Insurance is the number one choice when it comes to protecting your personal wealth and business assets. Insurance can be a valuable tool in protecting your assets. Insurance can not only be required by law by your lender or your landlord but it can also serve as a first line defense against potential liability lawsuits. To fully protect your assets, you need to know what insurance is, and what it does or does not do.
Three main categories of coverage are included in most insurance policies, including auto, homeowner, landlord, and business.
- Liability coverage is coverage that compensates the other party for bodily injuries or property damage. Your liability coverage will cover the cost of repairs and injuries to the car and other drivers if you cause an accident.
- Property coverage This is coverage that covers your property in the event of an accidental or sudden loss or damage. After you have paid your deductible, your property protection coverage will cover the cost of replacing or repairing your vehicle if it is damaged in an accident.
- Additional protection This is a broad range of coverages that will help you get by while your vehicle is being repaired. It includes rental cars for when your car is out of service, as well as miscellaneous coverages such as towing and medical costs for you and your passengers.
Liability insurance provides protection against legal action and the loss of assets. It does have some limitations.
- There are limits to how much insurance policy will pay for losses you are responsible. The maximum the insurance policy will pay for losses you are liable is $100,000. Guess who will pay the $250,000 remaining?
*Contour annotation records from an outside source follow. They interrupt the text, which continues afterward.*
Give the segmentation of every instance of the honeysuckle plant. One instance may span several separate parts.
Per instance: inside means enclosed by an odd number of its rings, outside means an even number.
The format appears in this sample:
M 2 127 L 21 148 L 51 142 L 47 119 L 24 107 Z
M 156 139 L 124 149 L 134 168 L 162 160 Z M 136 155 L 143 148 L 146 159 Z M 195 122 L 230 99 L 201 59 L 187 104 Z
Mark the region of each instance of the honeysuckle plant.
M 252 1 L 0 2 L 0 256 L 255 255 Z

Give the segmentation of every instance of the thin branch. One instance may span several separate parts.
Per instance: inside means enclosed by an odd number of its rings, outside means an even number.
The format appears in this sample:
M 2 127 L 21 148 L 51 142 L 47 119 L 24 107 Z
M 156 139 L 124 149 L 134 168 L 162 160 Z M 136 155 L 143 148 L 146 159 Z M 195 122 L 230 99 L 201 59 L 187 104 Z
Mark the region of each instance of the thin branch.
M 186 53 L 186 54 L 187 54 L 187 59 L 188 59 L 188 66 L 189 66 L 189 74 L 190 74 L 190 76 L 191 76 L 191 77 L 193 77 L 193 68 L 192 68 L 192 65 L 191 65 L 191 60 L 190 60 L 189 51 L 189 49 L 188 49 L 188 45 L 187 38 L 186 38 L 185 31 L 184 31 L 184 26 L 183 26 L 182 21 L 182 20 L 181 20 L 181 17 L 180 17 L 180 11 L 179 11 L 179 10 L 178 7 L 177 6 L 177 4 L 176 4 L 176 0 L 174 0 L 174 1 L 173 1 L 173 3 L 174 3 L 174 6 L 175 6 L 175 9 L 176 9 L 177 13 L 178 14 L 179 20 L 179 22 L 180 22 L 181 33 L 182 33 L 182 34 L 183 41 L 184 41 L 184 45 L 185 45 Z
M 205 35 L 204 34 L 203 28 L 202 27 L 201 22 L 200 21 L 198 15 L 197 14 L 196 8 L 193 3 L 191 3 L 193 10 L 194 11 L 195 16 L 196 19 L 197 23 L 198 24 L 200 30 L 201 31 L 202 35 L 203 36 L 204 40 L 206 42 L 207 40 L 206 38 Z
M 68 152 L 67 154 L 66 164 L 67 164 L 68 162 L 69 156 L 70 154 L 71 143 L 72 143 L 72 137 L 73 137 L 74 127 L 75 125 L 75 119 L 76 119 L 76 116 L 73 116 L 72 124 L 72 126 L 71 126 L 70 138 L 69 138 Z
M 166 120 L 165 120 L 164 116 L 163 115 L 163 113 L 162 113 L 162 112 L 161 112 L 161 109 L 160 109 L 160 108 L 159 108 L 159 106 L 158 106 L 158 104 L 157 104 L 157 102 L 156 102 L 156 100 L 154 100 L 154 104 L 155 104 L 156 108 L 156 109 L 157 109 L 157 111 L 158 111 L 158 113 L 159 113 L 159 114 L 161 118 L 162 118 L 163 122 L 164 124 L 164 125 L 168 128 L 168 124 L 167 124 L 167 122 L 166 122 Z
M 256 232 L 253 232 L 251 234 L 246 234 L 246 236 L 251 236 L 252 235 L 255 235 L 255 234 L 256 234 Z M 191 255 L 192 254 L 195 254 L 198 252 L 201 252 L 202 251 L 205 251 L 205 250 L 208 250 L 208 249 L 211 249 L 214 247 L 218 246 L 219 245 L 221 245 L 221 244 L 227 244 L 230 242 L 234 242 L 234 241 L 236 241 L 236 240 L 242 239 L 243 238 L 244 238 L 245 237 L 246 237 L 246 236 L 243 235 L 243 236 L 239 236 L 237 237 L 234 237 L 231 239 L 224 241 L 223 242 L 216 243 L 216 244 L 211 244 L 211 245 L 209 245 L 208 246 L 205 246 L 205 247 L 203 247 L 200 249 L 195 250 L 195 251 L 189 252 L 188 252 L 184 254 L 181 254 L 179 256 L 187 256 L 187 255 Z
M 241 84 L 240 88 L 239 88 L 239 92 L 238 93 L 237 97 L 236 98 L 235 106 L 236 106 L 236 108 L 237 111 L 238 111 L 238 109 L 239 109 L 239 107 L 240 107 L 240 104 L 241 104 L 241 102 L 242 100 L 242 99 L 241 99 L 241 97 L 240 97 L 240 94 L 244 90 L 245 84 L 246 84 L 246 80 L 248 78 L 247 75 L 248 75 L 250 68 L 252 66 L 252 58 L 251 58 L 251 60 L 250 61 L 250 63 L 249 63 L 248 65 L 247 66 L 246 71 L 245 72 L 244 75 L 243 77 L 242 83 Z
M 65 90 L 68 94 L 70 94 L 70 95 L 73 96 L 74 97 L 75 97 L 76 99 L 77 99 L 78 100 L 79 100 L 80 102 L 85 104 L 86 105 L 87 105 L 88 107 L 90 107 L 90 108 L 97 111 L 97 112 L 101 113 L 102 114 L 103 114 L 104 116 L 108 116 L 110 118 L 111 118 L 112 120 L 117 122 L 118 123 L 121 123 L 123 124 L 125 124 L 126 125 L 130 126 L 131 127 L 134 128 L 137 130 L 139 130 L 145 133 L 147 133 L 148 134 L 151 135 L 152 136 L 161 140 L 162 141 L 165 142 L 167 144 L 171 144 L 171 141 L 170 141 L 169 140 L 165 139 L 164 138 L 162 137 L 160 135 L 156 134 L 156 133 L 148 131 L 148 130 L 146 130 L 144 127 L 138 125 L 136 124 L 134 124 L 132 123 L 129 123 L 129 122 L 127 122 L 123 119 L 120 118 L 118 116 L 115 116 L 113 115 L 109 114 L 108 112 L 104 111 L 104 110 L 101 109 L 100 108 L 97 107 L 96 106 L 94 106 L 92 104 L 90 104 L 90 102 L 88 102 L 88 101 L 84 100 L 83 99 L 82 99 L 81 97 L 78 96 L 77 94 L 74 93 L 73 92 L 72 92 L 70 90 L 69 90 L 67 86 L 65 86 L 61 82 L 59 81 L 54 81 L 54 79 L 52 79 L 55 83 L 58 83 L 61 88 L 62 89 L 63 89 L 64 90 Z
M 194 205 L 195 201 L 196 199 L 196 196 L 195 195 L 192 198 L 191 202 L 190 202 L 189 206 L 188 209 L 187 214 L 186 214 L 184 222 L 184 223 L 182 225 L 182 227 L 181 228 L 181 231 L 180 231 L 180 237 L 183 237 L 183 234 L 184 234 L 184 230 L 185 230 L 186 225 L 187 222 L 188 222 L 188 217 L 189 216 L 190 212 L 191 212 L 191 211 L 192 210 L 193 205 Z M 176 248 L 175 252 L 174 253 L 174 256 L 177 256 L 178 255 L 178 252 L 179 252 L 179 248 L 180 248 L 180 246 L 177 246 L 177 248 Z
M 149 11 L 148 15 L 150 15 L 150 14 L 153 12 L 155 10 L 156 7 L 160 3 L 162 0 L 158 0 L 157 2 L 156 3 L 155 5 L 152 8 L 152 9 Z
That’s right: you! Either you will need to have the cash, or your home and/or assets could be lost.
- Your insurance policy may contain exclusions. Excluding liability for intentional or criminal acts is one example. Sexual harassment, discrimination in employment and wrongful termination are all generally excluded. Discharge of toxic substances and waste is usually excluded. Most liabilities arising out of breaches of contracts or agreements will not be covered. Unless a separate professional liability policy exists, professional liabilities like malpractice, errors, and omissions will usually be excluded. The insurance company will attempt to avoid paying a large liability claim. You are likely to be on your own unless the insurance policy covers it. The insurance company can also avoid paying claims if you fail to disclose any material facts or report any material changes after your policy has been in force.
- Many other ways that you could be sued are not covered by insurance policies. You could be sued for fraud or allegation fraud, misappropriation or fraud, breach or contract, slander or libel. These risks are not covered by liability insurance. These risks are not usually covered by insurance.
It is clear that all of us should have the insurance required by law (the lender or landlord) as our first line of defense against lawsuits. There are limitations on the amount of insurance that will cover you and many other situations in which insurance won’t provide coverage. You cannot rely on insurance alone to protect your assets.
Many times, simply having all of your assets available to an aggressive injury lawyer invites lawsuits that may not otherwise be filed. It is impossible to prevent a lawsuit from arising if you make the injury attorney believe that there will not be any assets or money available to him after he has spent all his time to go to trial, even if he wins.